The Personalities Making News Around Health Reform
Sen. Chris Dodd has taken the reins on health care reform while he juggles other bills and a tough re-election campaign, Roll Call reports.
"Not only does Dodd wield the gavel as the Senate Banking, Housing and Urban Affairs chairman, but he also is acting as a stand-in for an ailing Health, Education, Labor and Pensions Chairman Edward Kennedy, D-Mass. Complicating his day job further, the Connecticut Democrat is facing the toughest re-election fight of his 29-year Senate career. Acknowledging publicly what has been an open secret for weeks, Dodd - the No. 2 Democrat on HELP - said Tuesday that he is filling a void left by Kennedy, who has been absent from the Senate for much of the past year battling brain cancer."

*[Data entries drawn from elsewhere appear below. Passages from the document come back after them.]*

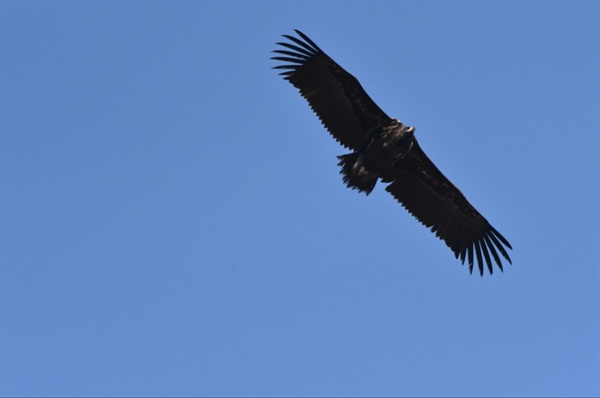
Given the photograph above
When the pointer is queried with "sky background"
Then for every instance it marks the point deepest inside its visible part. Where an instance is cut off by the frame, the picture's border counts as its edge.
(173, 221)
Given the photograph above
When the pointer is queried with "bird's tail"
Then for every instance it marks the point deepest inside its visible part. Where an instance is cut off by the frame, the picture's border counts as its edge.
(354, 173)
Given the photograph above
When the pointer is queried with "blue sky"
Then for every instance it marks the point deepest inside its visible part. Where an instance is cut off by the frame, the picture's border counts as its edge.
(173, 221)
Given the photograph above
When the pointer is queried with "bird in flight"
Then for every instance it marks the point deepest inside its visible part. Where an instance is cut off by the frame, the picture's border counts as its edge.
(385, 149)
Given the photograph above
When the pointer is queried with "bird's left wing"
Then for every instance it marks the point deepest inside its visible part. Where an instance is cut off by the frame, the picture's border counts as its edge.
(336, 96)
(428, 195)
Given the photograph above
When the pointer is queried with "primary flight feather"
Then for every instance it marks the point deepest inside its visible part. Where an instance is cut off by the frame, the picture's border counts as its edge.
(384, 148)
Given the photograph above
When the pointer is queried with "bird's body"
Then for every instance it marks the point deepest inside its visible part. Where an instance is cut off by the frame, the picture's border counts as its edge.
(384, 148)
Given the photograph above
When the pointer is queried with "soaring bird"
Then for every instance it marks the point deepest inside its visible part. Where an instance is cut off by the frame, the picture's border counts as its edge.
(385, 149)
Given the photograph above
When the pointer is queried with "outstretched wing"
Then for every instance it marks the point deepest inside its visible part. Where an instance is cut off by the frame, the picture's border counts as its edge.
(428, 195)
(334, 95)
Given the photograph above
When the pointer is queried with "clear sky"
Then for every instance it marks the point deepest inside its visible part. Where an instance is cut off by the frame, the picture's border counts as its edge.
(173, 221)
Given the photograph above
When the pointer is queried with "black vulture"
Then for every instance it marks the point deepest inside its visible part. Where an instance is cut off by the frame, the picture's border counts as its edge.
(384, 148)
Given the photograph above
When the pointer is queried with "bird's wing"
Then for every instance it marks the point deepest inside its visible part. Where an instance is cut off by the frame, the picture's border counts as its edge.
(429, 196)
(337, 98)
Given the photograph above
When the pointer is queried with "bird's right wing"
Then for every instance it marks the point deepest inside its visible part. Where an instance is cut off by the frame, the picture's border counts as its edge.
(336, 96)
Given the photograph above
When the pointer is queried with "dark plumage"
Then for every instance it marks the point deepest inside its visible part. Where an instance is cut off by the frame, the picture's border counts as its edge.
(384, 148)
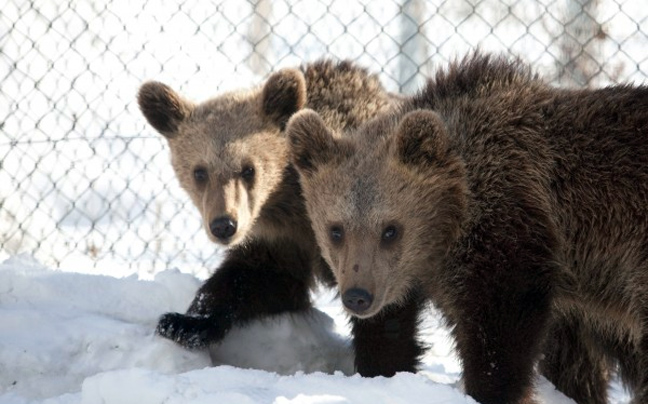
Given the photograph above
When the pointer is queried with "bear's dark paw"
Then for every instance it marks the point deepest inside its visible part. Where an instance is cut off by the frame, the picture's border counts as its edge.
(189, 331)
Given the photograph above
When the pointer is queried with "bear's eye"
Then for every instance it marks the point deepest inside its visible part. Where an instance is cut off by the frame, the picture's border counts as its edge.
(336, 234)
(248, 173)
(200, 175)
(390, 233)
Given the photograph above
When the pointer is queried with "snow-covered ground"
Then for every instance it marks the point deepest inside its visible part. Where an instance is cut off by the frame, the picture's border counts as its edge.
(72, 337)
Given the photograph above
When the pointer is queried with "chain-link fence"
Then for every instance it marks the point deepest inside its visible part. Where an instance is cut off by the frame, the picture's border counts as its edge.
(85, 183)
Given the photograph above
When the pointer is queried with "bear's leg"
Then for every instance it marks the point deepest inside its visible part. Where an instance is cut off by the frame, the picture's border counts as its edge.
(254, 281)
(634, 371)
(500, 327)
(574, 364)
(387, 342)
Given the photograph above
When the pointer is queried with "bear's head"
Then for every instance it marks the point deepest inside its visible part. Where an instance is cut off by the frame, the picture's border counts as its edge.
(229, 153)
(385, 202)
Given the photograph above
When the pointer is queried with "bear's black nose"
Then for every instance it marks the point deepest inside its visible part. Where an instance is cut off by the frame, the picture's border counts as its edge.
(223, 228)
(357, 300)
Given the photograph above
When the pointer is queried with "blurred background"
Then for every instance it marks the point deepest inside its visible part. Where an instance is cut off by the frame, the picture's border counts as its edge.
(86, 185)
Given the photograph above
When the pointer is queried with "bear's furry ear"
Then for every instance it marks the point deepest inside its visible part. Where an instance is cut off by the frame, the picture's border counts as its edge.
(163, 108)
(311, 143)
(421, 139)
(284, 94)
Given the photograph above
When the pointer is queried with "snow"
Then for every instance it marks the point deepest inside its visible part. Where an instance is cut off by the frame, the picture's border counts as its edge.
(81, 338)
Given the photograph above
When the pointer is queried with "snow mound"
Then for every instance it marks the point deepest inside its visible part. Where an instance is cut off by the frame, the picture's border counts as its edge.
(76, 338)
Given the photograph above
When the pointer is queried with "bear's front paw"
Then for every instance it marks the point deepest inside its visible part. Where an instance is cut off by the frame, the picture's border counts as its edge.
(189, 331)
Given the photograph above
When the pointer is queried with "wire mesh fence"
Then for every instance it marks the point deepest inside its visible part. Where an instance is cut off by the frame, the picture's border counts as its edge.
(86, 183)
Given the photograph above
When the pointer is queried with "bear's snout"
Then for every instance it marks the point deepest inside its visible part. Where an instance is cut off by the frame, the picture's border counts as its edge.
(223, 228)
(357, 300)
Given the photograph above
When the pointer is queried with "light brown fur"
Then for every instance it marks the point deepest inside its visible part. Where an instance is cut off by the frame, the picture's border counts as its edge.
(230, 154)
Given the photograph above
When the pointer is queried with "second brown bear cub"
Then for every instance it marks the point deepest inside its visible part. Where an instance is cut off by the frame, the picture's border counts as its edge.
(518, 209)
(231, 155)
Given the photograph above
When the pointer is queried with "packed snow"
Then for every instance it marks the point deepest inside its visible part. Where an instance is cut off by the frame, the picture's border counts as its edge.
(74, 337)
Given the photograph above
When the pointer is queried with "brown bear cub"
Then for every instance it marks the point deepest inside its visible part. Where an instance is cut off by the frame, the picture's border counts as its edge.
(518, 209)
(231, 156)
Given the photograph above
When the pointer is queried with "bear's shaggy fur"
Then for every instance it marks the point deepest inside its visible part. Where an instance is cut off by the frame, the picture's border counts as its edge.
(230, 154)
(518, 209)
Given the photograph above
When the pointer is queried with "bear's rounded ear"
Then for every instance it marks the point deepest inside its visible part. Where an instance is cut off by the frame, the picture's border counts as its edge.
(284, 94)
(421, 139)
(162, 107)
(311, 142)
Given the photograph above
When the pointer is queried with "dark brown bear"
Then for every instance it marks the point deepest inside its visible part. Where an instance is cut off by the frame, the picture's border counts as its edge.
(230, 154)
(520, 210)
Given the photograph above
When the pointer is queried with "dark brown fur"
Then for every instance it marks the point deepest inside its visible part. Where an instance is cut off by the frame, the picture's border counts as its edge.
(521, 213)
(272, 259)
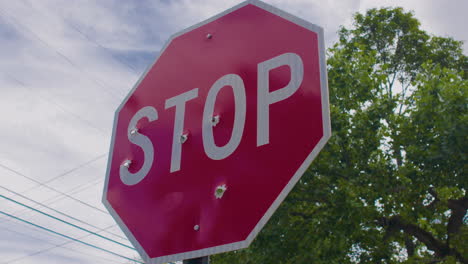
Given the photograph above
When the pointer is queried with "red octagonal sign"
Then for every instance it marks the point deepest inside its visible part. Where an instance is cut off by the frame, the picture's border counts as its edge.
(216, 133)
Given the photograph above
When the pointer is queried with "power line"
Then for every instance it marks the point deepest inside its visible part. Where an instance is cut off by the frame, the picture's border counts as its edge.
(57, 211)
(53, 189)
(49, 248)
(74, 27)
(69, 171)
(69, 237)
(66, 58)
(87, 122)
(65, 222)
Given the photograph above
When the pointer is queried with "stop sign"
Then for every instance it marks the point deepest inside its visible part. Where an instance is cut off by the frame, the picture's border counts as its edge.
(216, 133)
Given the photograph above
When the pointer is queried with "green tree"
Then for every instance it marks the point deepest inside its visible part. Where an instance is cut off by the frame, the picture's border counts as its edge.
(390, 186)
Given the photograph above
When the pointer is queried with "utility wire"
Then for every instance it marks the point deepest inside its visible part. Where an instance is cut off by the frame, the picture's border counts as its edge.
(13, 21)
(65, 222)
(49, 248)
(69, 171)
(57, 211)
(53, 189)
(69, 237)
(87, 122)
(74, 27)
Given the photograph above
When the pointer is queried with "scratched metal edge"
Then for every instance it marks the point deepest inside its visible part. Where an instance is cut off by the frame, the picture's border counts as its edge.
(326, 135)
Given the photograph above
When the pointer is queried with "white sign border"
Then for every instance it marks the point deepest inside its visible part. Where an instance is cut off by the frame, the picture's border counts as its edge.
(301, 170)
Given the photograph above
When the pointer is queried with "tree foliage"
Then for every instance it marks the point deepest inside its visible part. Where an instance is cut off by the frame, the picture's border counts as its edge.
(390, 186)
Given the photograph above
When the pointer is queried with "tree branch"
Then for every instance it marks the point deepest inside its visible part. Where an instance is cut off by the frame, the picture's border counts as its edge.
(455, 222)
(441, 249)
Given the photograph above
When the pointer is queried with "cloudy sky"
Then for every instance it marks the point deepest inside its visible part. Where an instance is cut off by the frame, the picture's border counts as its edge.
(64, 68)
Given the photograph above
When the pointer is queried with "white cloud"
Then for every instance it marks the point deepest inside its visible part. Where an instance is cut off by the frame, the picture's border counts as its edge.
(66, 65)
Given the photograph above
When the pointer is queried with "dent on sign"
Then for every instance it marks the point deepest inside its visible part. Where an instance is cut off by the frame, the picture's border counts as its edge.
(213, 151)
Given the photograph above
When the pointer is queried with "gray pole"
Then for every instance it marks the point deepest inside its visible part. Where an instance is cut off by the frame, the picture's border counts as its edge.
(202, 260)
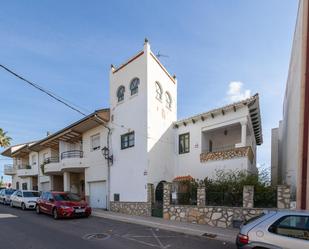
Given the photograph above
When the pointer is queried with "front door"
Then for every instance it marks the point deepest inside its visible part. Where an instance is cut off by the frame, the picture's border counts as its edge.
(97, 197)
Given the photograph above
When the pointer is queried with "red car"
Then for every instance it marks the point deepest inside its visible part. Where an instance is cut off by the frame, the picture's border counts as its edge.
(62, 205)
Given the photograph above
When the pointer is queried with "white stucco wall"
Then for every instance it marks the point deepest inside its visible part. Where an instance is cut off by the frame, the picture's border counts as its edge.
(127, 172)
(96, 165)
(292, 106)
(161, 142)
(189, 163)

Dodd will probably chair the health reform markups beginning next week and he faces a banking bill that is also a priority of the Obama administration. "Dodd, who is up for a sixth term next year, told reporters Tuesday that he expects to complete the work on both of his committees without a hitch, in part because the schedule calls for the heavy lifting on Obama's financial markets proposal to begin after the August recess. Additionally, Dodd said he plans to delegate some of the initial work on the bill to Sen. Jack Reed, D-R.I., who is on the Subcommittee on Financial Institutions" (Drucker and Pierce, 6/10).

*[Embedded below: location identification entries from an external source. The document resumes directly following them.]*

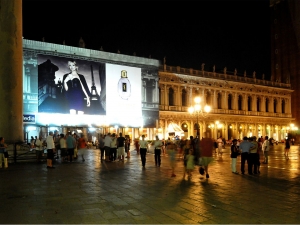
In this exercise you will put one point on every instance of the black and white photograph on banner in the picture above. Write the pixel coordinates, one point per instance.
(71, 86)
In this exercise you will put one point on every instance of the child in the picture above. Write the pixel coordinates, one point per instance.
(190, 164)
(234, 153)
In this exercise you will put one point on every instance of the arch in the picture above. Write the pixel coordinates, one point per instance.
(240, 102)
(258, 104)
(230, 103)
(275, 105)
(184, 97)
(249, 103)
(219, 100)
(267, 104)
(159, 95)
(283, 106)
(208, 98)
(171, 97)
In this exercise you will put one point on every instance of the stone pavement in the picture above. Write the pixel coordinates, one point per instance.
(92, 192)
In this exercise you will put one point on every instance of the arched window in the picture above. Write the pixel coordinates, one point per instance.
(229, 101)
(208, 98)
(240, 101)
(219, 101)
(283, 106)
(267, 105)
(184, 97)
(171, 97)
(249, 103)
(159, 95)
(258, 106)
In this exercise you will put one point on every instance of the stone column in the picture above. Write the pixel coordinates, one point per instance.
(11, 65)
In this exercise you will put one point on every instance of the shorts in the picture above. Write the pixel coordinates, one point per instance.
(63, 152)
(50, 154)
(70, 151)
(121, 151)
(39, 153)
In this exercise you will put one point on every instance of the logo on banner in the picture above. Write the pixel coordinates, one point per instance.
(28, 118)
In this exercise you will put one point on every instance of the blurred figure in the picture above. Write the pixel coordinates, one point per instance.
(143, 150)
(63, 148)
(234, 154)
(206, 149)
(157, 150)
(265, 148)
(171, 148)
(287, 148)
(82, 146)
(39, 149)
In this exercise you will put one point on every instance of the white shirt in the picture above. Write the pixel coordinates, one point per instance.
(50, 142)
(143, 144)
(39, 145)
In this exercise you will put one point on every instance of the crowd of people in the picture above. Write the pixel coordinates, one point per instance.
(193, 152)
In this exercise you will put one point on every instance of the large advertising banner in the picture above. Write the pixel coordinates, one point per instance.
(71, 86)
(123, 94)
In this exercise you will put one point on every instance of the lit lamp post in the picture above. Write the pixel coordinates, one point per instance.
(197, 109)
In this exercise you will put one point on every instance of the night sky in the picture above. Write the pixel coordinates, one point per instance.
(235, 34)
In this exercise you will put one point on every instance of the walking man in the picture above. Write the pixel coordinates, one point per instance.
(143, 150)
(71, 145)
(50, 150)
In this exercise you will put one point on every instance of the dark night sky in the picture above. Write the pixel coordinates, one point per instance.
(235, 34)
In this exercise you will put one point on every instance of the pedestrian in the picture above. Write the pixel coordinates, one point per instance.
(245, 147)
(234, 154)
(71, 145)
(113, 148)
(266, 148)
(220, 145)
(107, 142)
(252, 157)
(63, 148)
(39, 149)
(206, 150)
(171, 148)
(82, 146)
(50, 150)
(3, 147)
(143, 150)
(190, 164)
(101, 146)
(287, 148)
(121, 147)
(157, 150)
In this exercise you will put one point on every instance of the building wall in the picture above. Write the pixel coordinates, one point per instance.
(256, 114)
(285, 47)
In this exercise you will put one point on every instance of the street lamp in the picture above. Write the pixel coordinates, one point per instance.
(198, 110)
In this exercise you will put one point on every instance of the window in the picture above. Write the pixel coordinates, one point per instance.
(219, 101)
(283, 106)
(184, 97)
(171, 97)
(249, 103)
(230, 101)
(258, 108)
(240, 102)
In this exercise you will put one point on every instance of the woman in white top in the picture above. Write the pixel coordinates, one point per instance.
(143, 150)
(157, 151)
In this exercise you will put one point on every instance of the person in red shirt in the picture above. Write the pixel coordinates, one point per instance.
(82, 146)
(206, 150)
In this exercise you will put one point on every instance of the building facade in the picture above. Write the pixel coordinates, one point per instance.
(240, 105)
(285, 47)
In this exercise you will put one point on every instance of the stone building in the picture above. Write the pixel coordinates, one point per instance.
(240, 105)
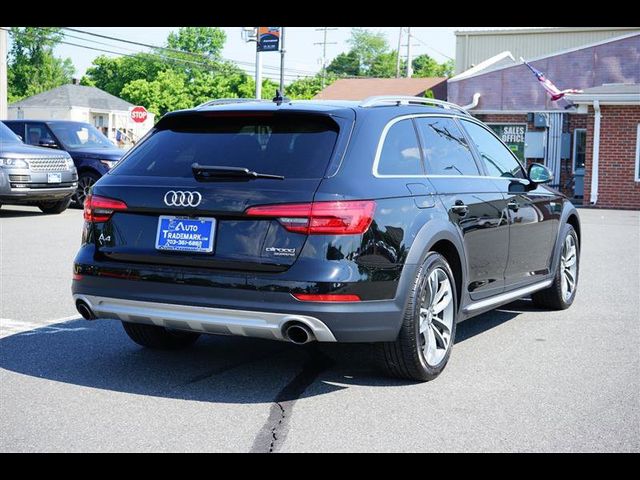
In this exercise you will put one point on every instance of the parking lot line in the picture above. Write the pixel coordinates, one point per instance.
(10, 327)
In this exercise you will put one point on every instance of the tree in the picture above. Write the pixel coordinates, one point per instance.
(345, 64)
(112, 74)
(32, 67)
(167, 92)
(384, 65)
(308, 87)
(203, 40)
(425, 66)
(367, 46)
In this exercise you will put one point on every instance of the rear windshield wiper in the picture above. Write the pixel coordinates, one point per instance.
(212, 171)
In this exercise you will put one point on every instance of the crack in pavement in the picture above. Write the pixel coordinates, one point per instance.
(274, 431)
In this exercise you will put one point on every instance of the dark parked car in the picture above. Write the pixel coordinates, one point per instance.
(385, 221)
(92, 152)
(34, 176)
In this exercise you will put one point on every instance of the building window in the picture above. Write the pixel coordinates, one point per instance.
(638, 154)
(579, 148)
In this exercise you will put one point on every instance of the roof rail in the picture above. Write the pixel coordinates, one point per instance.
(405, 99)
(226, 101)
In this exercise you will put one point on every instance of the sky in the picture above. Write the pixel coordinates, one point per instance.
(301, 52)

The Associated Press weighs in on Dodd's increasing duties: "'Sen. Kennedy has asked (Dodd) - that's his best friend in the Senate - to take over the work on health care,' Senate Majority Leader Harry Reid, D-Nev., told reporters. 'I don't like to make it official. He's the chairman,' Dodd said of Kennedy in a brief interview between appointments. Dodd and Kennedy are in almost daily contact. Making Dodd the Senate's point man overhauling both health care and the government's regulation of financial companies could put him in a position to strengthen his hold on a Senate seat endangered by accusations that he's been too cozy with the very companies his committee is supposed to oversee" (Kellman, 6/9).

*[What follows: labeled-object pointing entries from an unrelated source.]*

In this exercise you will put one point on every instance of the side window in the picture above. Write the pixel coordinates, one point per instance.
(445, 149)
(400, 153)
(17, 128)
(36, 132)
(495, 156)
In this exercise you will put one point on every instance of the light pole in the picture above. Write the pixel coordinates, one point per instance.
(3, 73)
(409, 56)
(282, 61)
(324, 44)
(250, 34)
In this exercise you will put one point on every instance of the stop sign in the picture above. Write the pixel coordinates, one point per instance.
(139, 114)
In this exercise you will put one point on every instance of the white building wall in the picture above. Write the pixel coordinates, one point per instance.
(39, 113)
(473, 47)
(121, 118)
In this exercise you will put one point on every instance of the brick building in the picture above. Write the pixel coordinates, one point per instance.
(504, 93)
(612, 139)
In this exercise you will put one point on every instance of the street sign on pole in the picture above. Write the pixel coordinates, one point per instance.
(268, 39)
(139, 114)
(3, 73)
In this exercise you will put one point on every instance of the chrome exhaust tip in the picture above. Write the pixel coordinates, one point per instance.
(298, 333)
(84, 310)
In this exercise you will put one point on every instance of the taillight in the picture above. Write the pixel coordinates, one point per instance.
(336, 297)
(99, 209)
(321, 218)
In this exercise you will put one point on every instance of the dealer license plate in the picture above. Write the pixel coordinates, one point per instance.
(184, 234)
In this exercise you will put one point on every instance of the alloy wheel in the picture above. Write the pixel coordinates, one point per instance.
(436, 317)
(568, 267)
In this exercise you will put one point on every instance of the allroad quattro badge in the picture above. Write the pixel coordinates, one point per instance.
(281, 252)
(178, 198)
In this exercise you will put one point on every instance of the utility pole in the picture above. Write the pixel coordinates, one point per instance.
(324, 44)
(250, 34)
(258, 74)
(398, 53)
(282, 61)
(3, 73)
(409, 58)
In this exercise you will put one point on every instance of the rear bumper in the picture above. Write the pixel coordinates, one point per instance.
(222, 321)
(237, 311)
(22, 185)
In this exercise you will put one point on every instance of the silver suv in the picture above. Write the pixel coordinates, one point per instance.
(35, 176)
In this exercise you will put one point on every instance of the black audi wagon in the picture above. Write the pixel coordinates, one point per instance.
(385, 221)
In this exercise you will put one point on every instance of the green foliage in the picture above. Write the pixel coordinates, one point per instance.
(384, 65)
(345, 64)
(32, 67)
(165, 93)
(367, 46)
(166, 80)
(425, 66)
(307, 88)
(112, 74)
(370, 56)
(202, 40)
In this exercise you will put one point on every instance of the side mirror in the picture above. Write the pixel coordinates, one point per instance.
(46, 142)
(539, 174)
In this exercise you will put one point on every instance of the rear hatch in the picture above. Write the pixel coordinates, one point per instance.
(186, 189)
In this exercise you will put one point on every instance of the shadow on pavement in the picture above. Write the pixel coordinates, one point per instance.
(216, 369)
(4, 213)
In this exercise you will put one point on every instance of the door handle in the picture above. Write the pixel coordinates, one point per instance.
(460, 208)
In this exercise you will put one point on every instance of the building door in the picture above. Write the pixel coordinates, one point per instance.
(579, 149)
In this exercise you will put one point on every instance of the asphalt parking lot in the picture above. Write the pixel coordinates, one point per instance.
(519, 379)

Lobbyists in the meantime are busy poring over the Senate HELP committee reform bill with varying degrees of support or opposition, Roll Call reports in a separate story. "' I can't use the word oppose yet,' said Randy Johnson, a vice president at the U.S. Chamber of Commerce. 'But we engaged in long discussions behind closed doors with Sen. Kennedy's staff, and we're disappointed in what we see.' Johnson said chamber members are against a government-run public plan option and employer mandates to provide health coverage to their employees." Others supported the work: Andy Stern, president of the Service Employees International Union, hailed Kennedy and Dodd for their "courage, passion, and vision" and commended HELP Committee members from both sides of the aisle for including the public plan option" (Ackley, 6/10).
Elsewhere in health care, Sen. Bernie Sanders, I-Vt., said Tuesday that Democrats wouldn't be open to a single-payer health care system in "a million years," The Atlantic/CSPAN report: "'What, am I gonna sit here and tell you Democrats are perfect, they are immune from money, pressure? Of course they're not,' Sanders said. 'We have some wonderful Democrats who are fighting to do the right thing, but you have some conservative Democrats who will be working with Republicans,' he added" (Good, 6/9).